Yvonne Arnaud Theatre, Guildford – until 18 May 2019
Reviewed by Antonia Hebbert
3 ***
It was hard to get into this play to begin with. There’s a devout mother, Luda, chopping onions and talking to God. She has three daughters, factory worker Tina, schoolgirl Francesca, and Vita, who is shut up in a convent for reasons that are obscure to begin with. They’re an Italian migrant family, living in Brooklyn in 1960. They’re all struggling in different ways, but you wonder how these different threads are going to be pulled together. Then Nic, the father of the family appears and suddenly the play hits a different stride.
He is played by Robert Cavanah, who is positively alarming as a man who expresses his unhappiness as cruelty to his family. The sense of rage just under the surface (and sometimes exploding) sets the drama alight. All the other actors seem to respond to this and become more three-dimensional as we see just how hard it is to stand up to someone so manipulative. He regrets having left Naples for New York, and his misery is holding back the rest of the family. Madeleine Worrall is convincing as Luda, the wife and mother with torn loyalties. Georgia May Foote sparkles as Vita, the daughter who has ended up in a convent with broken bones. Hannah Bristow (Francesca) and Laurie Ogden are sweet (maybe too sweet) as the teenage friends who want to run away together, and Bristow comes into her own when she finally lets rip.

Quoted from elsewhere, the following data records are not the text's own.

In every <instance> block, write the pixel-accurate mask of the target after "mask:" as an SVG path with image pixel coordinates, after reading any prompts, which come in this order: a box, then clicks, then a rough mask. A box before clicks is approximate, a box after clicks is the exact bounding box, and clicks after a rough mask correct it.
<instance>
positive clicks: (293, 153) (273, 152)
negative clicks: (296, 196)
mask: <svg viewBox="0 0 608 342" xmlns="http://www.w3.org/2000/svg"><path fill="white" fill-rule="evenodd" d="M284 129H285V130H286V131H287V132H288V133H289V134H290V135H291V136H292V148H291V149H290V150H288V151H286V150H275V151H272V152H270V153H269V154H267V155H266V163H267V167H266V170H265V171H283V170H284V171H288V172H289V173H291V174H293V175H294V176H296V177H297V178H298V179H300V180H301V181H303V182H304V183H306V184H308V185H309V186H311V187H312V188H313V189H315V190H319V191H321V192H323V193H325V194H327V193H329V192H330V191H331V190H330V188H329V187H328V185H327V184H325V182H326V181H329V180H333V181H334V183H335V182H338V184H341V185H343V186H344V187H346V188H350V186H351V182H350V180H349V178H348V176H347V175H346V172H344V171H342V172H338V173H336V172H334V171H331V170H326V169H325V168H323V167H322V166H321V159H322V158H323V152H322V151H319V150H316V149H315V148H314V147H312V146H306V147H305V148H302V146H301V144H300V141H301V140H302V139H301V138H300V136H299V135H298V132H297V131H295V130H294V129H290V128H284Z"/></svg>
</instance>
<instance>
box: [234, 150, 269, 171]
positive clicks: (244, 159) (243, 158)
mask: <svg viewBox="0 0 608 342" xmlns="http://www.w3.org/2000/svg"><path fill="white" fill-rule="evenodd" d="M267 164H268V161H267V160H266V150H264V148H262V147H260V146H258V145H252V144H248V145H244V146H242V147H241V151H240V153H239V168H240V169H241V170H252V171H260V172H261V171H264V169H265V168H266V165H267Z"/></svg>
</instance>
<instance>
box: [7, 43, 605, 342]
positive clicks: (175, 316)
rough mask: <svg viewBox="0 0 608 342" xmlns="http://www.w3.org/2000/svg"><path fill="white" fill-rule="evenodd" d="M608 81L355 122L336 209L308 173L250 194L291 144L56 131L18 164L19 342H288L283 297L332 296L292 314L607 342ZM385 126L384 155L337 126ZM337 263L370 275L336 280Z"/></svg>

The growing friendship between Tina (Mona Goodwin) and her workmate Celia (Gloria Onitiri) is very well conveyed. Stephen Hogan is charming and kindly as the shopkeeper who offers Luda kindness and a possible way out.

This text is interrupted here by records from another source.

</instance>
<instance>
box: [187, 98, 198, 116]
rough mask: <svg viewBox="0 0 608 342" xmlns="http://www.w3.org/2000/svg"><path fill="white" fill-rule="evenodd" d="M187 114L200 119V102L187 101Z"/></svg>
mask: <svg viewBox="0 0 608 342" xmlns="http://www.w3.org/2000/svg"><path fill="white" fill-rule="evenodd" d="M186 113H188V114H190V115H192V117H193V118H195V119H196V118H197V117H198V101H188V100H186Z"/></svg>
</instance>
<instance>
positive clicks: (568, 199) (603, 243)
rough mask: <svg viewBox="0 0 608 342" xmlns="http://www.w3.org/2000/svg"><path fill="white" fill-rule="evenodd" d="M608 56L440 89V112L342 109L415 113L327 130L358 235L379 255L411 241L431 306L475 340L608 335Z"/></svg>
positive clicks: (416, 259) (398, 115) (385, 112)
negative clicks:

The pivotal moment of the play is a plane falling out of the sky, which really did happen in Brooklyn in December 1960. Playwright Meghan Kennedy remembers her mother talking about the event, and has based the play around it, and her family’s struggle to survive as immigrants. It feels authentic. There’s an appealing, very simple set of kitchen table and bed, which tips up to become a backdrop for factory and outdoor scenes. (They could maybe have tried a bit harder with the factory – I got distracted by the inefficiency of loading a cardboard box on a chair). After slightly wobbly start, this became a very intense, moving and absorbing drama.